Muss Kritik oder Kunst, nur weil sie nicht bezahlt wird, einfach so verschwinden?

Fakt ist, dass man als Kritiker oder Künstler im digitalen Raum sehr wenig oder kaum Geld verdienen kann, weil das von der heutigen Software nicht unterstützt wird. Wie auf der Konferenz »Dancing with myself« gesagt wurde, ist es aus betriebswirtschaftlicher Sicht klüger, einen Club aufzumachen oder dort aufzutreten, um sich als Künstler oder Musiker eine Existenz aufzubauen.

Es gibt eine Verschiebung weg von der Content-Industrie, also den Leuten, die Inhalte produzieren und verwalten. Sie sind die Verlierer. Die Gewinner sind jene, die die Software entwickeln und die Infrastruktur verwalten. Innerhalb der kapitalistischen Verhältnisse ist das keine große Verschiebung, ein Industriezweig verliert, der andere gewinnt. Aber derzeit sind die Journalisten oder Kulturproduzenten die Verlierer.

Andererseits haben kürzlich gerade einige Blogger von der Frankfurter Allgemeinen Zeitung ­einen Job bekommen. Nicht alle Kulturproduzenten sind also Verlierer.

Man kann diese Leute aber auch als große Verlierer beschreiben. Sie haben es nicht geschafft, sich im Netz eine eigene Existenz aufzubauen. Das ist doch bezeichnend dafür, wie schlecht dieses Medium ist, das täglich von 20 bis 30 Millionen Leuten in diesem Land benutzt wird. Es ist nicht mal in der Lage, eine Handvoll Leute zu beschäftigen.

Ist der Nutzen, den das Internet für staatliche und kommerzielle User bietet, mittlerweile größer als der, den es als Plattform einer Gegenöffentlichkeit hat?

Die Chancen, die das Internet dafür bot, sind aufgegeben worden. Es hätte unterbunden werden müssen, dass eine große Firma wie Google sich eine derartige Monopolstellung verschafft. Das Internet ist sozusagen ein Spiegel der realen Welt. Die Überwachung oder Zugangsbeschränkung öffentlicher Orte wiederholt sich auch im Internet. Dieses Medium muss als öffentliche Infrastruktur neu definiert werden. Denn derzeit ist es das leider nicht. Das war es einmal, aber das ist 20 Jahre her.

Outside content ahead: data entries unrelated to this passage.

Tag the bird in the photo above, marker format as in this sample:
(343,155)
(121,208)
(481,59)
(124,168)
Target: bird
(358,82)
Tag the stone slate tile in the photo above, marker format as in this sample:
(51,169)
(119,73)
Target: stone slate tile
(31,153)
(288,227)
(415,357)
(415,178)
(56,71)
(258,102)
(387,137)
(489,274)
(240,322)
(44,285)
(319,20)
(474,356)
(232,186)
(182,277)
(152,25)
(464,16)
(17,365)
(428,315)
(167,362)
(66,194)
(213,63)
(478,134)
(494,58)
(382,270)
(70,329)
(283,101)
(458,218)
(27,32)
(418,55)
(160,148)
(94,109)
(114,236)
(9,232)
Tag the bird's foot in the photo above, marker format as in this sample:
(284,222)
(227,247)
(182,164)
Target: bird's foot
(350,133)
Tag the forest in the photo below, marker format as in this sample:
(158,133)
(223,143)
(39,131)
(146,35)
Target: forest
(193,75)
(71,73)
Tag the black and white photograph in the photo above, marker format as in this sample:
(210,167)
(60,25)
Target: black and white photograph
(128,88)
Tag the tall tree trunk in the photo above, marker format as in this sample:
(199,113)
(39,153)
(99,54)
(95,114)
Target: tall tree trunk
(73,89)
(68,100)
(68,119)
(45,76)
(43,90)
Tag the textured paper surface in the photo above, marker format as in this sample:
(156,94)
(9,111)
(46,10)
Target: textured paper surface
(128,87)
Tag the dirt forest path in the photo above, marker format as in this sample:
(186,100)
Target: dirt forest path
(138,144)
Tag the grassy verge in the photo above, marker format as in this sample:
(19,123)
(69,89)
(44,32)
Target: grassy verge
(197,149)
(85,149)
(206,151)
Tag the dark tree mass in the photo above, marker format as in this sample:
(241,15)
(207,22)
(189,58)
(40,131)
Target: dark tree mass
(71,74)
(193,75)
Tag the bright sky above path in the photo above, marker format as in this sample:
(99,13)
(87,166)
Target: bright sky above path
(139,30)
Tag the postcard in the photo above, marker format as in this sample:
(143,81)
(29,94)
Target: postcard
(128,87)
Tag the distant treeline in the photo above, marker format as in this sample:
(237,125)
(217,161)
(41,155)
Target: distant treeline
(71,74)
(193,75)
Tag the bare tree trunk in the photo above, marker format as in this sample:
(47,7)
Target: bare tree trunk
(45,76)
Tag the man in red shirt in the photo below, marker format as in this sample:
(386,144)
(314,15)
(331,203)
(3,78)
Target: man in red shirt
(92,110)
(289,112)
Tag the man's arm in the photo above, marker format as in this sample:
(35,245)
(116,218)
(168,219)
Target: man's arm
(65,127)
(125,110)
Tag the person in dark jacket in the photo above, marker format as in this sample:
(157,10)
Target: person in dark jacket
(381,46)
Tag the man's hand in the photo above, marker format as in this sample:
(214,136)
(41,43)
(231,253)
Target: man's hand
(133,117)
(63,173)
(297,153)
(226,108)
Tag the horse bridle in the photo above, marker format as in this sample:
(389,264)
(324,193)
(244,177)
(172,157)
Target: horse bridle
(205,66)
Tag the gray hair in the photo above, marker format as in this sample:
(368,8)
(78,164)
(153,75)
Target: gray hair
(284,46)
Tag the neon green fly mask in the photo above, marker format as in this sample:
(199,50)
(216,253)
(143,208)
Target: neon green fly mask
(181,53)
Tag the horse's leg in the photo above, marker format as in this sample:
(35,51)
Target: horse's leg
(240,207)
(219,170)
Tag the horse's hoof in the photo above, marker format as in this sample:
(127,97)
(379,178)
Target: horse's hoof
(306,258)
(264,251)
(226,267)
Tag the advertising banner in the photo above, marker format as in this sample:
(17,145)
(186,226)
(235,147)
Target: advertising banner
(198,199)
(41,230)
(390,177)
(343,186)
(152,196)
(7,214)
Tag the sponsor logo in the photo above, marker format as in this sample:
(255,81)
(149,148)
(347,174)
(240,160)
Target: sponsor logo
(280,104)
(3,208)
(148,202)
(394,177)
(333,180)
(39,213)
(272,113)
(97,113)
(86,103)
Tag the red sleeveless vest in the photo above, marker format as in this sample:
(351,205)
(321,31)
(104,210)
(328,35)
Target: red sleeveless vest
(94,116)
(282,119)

Die Frage der Selbstvermarktung im Internet muss man allerdings radikal von der Frage trennen, ob sich im Internet wieder autonome Strukturen installieren lassen. Wenn man verstanden hat, dass der selbständige Künstler oder Kritiker mit seinen Produkten im Internet kein Geld verdienen kann, dann eröffnet das auch wieder die Möglichkeit, sich über politische Prozesse zu verständigen.

Wäre einer dieser politischen Prozesse der »digitale Nihilismus«, von dem Sie sprechen?

Ja, damit meine ich die Blogs und andere soziale Netze, die dazu geführt haben, dass die Aufgabe der Massenmedien, eine verallgemeinerbare Meinung zu repräsentieren, verschwunden ist. Heute schreibt ein Journalist seine Position in einer großen Zeitung auf, aber darüber hinaus hat das keine Bedeutung mehr. Denn das, was jemand im Internet zum selben Gegenstand sagt, kann von wesentlich mehr Leuten gelesen und geglaubt werden.

Aber es ist doch trotzdem so, dass die Klickzahlen von Spiegel online immer noch die der meisten Blogs übertreffen. Spricht das nicht dafür, dass die Internetuser immer noch konservativ auf Experten vertrauen?

Das Internet steht dem Expertenwissen überhaupt nicht entgegen. Im Gegenteil, die derzeitige Software verstärkt das Expertentum beispielsweise durch Services wie die RSS-feeds. Es ist überhaupt nicht so, dass das Internet von sich aus demokratischer wäre oder dass es dort tatsächlich eine gesteigerte Zahl unterschiedlicher Meinungen gäbe. Es ist viel eher so, dass sich einfach noch mehr Leute auf ein- und dasselbe stürzen. 15 Millionen Menschen gucken sich gleichezeitig ein Video auf Youtube an.

Dazu kommt, dass die Leute keine Zeit mehr haben, sich selber über das Gedanken zu machen, was sie da gerade gesehen oder gelesen haben, weil die Beschleunigung der Nachrichten­industrie eine unglaubliche Geschwindigkeit erreicht hat und die Echtzeit-Information immer intensiver und massiver wird. Auch private Personen werden durch Twitter und das Microblogging zunehmend zu Trägern dieser Beschleunigung.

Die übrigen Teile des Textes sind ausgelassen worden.